AF: No, but I'm sure that there were strict rules. I remember going to movies, just the camp people could go to the movies certain hour.

RP: Movies where?

TM: At the theater.

AF: At the theater.

TM: In Ontario.

AF: And I remember midnight movies, it started at midnight. And came home at two, three o'clock in the morning, you know, I remember that very clearly.

RP: Obviously, no curfew.

TM: No, because, see, it was not the, you know, zone one and zone two, we were in zone three I think where there was given more freedom.

RP: Tell me a little bit more about your experiences going out to these farms and how you were treated, what the work was like, what you got paid if you recall.

TM: I think that our crew bosses got the pay, you know, and then doled it out you. But we would go out in open trucks and stand for miles and going with the farm, you know, at that time when I think about it at times, my gosh we rode miles in an open truck, going to the farm and either hoeing beets or hard labor, believe me. [Laughs] But with your friends it's not as hard, you know what I mean?

AF: But they closed the schools in October for the potato harvest, I mean, they close the school for at least two weeks so everybody harvested the potatoes. And to me that was the hardest job in the world.
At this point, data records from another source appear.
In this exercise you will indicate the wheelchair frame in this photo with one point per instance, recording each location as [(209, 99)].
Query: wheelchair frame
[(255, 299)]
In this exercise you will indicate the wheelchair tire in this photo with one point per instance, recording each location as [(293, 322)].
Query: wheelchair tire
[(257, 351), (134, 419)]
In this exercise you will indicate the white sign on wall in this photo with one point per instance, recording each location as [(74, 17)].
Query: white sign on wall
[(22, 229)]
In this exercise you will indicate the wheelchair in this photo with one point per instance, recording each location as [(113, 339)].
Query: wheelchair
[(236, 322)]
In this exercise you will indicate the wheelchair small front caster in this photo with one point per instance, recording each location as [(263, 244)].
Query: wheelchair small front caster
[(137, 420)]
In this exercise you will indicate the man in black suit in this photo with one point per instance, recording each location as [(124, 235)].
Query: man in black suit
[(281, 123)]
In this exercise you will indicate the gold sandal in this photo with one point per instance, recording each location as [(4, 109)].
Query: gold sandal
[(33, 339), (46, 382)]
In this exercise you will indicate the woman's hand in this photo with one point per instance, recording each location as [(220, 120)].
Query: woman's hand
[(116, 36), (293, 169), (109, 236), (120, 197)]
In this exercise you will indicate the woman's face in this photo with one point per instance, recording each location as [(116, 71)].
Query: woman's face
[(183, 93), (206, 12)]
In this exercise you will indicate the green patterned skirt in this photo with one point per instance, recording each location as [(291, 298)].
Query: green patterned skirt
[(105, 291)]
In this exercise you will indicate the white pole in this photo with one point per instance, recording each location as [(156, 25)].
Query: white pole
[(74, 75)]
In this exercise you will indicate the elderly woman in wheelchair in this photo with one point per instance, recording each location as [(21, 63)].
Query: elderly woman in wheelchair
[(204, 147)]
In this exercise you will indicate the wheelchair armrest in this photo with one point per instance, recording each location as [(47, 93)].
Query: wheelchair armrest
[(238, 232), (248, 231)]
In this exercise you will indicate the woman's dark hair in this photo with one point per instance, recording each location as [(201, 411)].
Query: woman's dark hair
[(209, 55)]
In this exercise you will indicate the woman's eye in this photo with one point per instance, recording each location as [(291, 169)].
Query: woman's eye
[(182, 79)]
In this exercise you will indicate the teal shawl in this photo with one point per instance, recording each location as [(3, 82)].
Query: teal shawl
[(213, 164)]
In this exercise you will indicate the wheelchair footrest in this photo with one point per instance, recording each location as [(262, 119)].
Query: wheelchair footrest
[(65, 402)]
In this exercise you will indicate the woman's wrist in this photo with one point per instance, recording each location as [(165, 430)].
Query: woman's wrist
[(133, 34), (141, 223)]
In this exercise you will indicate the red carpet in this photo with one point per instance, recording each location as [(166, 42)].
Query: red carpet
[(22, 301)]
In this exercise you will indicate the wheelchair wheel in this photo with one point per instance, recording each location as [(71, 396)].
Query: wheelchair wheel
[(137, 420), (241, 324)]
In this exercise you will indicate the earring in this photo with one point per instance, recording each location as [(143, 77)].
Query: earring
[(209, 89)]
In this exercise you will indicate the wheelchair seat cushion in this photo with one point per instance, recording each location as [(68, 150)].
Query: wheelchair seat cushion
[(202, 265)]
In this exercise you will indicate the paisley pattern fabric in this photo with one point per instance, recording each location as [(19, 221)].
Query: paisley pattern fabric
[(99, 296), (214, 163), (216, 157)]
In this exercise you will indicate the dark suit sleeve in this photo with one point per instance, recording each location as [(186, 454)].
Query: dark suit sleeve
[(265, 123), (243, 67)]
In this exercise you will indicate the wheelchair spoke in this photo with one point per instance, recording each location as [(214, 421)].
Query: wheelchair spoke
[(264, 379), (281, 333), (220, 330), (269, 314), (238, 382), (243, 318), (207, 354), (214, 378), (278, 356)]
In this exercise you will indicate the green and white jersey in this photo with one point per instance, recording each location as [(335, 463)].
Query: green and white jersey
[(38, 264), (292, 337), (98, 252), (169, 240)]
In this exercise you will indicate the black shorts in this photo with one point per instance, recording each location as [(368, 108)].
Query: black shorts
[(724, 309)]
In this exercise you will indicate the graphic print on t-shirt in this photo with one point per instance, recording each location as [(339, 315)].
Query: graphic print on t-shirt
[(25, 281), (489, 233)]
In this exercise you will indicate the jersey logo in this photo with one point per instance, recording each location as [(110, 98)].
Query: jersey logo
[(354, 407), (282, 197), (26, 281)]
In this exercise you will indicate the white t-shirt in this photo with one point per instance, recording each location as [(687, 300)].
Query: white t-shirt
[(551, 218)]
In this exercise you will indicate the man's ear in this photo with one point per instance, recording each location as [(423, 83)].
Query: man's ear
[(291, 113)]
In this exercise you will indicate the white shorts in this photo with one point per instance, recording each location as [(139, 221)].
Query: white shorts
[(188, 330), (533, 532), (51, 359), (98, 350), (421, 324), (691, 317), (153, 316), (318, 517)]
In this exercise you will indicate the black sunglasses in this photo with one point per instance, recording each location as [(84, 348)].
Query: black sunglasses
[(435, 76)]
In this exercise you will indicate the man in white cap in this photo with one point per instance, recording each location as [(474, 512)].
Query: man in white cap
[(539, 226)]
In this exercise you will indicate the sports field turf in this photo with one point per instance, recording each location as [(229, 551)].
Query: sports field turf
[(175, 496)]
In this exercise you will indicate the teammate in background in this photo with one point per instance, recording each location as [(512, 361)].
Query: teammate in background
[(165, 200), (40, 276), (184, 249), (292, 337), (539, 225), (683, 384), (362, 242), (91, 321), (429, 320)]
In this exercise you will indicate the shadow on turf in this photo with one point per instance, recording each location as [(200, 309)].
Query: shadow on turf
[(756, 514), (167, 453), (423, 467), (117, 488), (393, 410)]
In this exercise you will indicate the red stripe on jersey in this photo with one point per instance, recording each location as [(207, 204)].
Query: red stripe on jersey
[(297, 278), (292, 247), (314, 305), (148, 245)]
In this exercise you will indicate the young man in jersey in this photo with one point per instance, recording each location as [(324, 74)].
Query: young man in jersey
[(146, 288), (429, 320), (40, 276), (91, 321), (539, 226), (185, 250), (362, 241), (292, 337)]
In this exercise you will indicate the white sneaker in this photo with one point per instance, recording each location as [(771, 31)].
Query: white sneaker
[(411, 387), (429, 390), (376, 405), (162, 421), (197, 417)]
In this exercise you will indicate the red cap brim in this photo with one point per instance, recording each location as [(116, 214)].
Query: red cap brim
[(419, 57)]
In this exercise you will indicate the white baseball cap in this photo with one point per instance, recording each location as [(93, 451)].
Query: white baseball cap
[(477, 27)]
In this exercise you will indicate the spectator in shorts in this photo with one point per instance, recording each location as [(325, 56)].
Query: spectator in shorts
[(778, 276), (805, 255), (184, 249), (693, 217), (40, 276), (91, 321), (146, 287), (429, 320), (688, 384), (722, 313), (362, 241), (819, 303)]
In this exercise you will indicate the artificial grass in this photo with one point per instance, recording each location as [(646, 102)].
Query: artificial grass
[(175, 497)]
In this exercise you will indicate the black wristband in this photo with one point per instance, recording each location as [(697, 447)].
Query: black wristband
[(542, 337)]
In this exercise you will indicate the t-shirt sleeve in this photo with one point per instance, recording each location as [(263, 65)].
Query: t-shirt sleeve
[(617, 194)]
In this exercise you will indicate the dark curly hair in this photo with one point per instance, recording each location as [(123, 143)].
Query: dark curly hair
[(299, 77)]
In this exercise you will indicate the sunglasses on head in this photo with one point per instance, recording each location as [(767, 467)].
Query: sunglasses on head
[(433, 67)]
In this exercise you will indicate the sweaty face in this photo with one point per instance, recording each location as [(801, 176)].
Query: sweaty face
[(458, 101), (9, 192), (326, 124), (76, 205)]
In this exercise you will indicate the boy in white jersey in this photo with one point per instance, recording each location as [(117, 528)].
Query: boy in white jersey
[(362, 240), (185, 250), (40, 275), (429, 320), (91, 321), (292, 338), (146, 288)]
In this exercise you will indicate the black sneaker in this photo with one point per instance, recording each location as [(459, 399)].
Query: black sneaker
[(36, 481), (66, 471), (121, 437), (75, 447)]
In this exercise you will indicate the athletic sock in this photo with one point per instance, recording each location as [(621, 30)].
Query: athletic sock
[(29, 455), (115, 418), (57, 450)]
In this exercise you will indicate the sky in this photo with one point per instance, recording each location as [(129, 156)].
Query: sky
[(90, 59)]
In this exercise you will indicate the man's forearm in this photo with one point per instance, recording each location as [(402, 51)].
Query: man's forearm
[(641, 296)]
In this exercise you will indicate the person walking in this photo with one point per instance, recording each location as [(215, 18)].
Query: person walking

TM: Oh, gosh you talk about --

AF: You put this big belt on and hook sacks on the back, you know, like twenty sacks and you get paid by the sacks. And these sacks were like sixty pounds of potatoes and you put it like this and you pull up the sack and you stand it. So the truck can come by and pick it up. I can't imagine we did that.

TM: We worked hard.

RP: What did you have in terms of bathrooms? Was it sort of a communal bathroom situation in the camp too?

AF: Yes.

TM: Yes, but not as... there was I think... was it flush toilets in --

AF: No, at the tent there was two latrines right out... I mean, you could smell the chemical that they used. Then we had a big outdoor covered shower but the men had to go in at one time and the women another time and they were scheduled. But I remember just pulling this string, you know, on this platform thing that, you know, with slats and you pulled this string.

TM: To get the water?

AF: To get the water. But you had to hold onto the string to keep the water going.

RP: Just to clean yourself with --

AF: Yes.

RP: Boy, some interesting challenges.